Questo è un auto-sabotaggio. State perdendo l’opportunità di riempire il vostro contenitore emotivo quando ne ha più bisogno, e rischiate che i famigliari notino le differenze e agiscano per attirare la vostra attenzione (per esempio, un bambino che disegna su un muro, o un coniuge che litiga per qualcosa di poco importante).

Identificate i modi in cui siete in grado di mobilitare le vostre principali risorse anche in presenza di un’energia emotiva limitata. Per esempio, durante le mie pause, mi piace disegnare insieme a mio figlio di cinque anni o costruire con mia figlia una casetta con i mattoncini. Ci piace anche coccolarci a letto mentre ognuno di noi guarda il proprio schermo individuale. Se fate fatica a dedicarvi a queste attività, create delle routine in modo che si inseriscano nella vostra giornata o settimana in luoghi specifici ­– per esempio, forse cucinate sempre con i vostri figli il sabato mattina.

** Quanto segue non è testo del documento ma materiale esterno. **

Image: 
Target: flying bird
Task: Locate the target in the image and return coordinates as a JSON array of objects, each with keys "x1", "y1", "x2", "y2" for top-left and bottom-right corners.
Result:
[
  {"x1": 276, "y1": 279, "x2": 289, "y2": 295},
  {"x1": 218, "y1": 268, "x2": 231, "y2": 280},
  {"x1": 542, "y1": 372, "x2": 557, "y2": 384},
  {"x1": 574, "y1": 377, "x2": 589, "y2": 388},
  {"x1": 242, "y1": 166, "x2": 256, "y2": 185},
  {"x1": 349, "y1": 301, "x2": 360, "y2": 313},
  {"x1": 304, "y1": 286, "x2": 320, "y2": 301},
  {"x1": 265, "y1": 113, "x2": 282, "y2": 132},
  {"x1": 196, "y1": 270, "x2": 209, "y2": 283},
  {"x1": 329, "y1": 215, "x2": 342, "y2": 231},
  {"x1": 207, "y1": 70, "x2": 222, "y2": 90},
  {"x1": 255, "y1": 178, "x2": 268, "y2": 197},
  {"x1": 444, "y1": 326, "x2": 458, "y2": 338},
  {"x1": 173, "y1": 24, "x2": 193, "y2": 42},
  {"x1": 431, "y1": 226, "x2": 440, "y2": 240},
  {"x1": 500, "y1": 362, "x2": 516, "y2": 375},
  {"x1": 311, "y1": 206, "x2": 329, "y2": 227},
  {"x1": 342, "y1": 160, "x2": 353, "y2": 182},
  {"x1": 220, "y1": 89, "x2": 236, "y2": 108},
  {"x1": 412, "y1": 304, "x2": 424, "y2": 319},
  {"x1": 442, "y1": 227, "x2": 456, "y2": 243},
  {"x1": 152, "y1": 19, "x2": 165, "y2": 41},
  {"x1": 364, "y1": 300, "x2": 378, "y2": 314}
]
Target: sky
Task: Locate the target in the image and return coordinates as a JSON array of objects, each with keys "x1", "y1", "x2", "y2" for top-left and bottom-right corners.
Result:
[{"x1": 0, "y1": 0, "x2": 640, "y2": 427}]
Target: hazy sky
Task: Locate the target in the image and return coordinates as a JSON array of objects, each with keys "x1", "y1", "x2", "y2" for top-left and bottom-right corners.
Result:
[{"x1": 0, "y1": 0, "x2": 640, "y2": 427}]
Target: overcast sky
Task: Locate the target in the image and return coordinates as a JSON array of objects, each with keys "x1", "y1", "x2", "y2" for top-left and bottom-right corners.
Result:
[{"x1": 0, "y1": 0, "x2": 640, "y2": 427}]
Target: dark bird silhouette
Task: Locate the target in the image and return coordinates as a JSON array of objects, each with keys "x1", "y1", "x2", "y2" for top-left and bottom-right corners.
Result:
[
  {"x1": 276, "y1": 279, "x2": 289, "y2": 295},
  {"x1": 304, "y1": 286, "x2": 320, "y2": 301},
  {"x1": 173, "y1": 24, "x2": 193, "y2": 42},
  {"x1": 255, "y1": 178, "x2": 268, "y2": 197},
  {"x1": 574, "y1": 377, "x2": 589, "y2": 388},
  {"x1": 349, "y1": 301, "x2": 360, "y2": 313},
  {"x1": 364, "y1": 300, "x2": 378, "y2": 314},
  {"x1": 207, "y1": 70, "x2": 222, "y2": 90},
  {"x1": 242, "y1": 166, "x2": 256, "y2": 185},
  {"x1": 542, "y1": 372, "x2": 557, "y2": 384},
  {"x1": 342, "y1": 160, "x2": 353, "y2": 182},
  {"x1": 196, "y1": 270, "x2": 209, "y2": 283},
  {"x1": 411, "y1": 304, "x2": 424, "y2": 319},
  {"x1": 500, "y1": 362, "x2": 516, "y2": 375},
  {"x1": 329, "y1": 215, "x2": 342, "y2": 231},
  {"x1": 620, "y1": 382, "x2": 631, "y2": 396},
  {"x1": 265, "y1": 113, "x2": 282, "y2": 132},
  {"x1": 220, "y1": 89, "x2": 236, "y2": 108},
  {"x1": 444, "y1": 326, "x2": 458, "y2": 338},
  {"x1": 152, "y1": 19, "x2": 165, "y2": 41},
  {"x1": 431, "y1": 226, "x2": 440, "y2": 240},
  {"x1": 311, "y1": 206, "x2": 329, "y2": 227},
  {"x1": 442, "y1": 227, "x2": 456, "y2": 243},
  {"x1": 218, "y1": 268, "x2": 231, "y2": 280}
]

Essendo consapevoli dei cinque schemi qui delineati, potete rendere più facile per voi stessi e per chi vi circonda attraversare periodi impegnativi e difficili. Sono trappole in cui è facile cadere – e non un motivo per essere autocritici. Imparate a conoscerle e fate piccoli e semplici cambiamenti per saltarle a piè pari.

 

Alice Boyes, PhD, ex psicologa clinica, è autrice di The Healthy Mind Toolkit e The Anxiety Toolkit.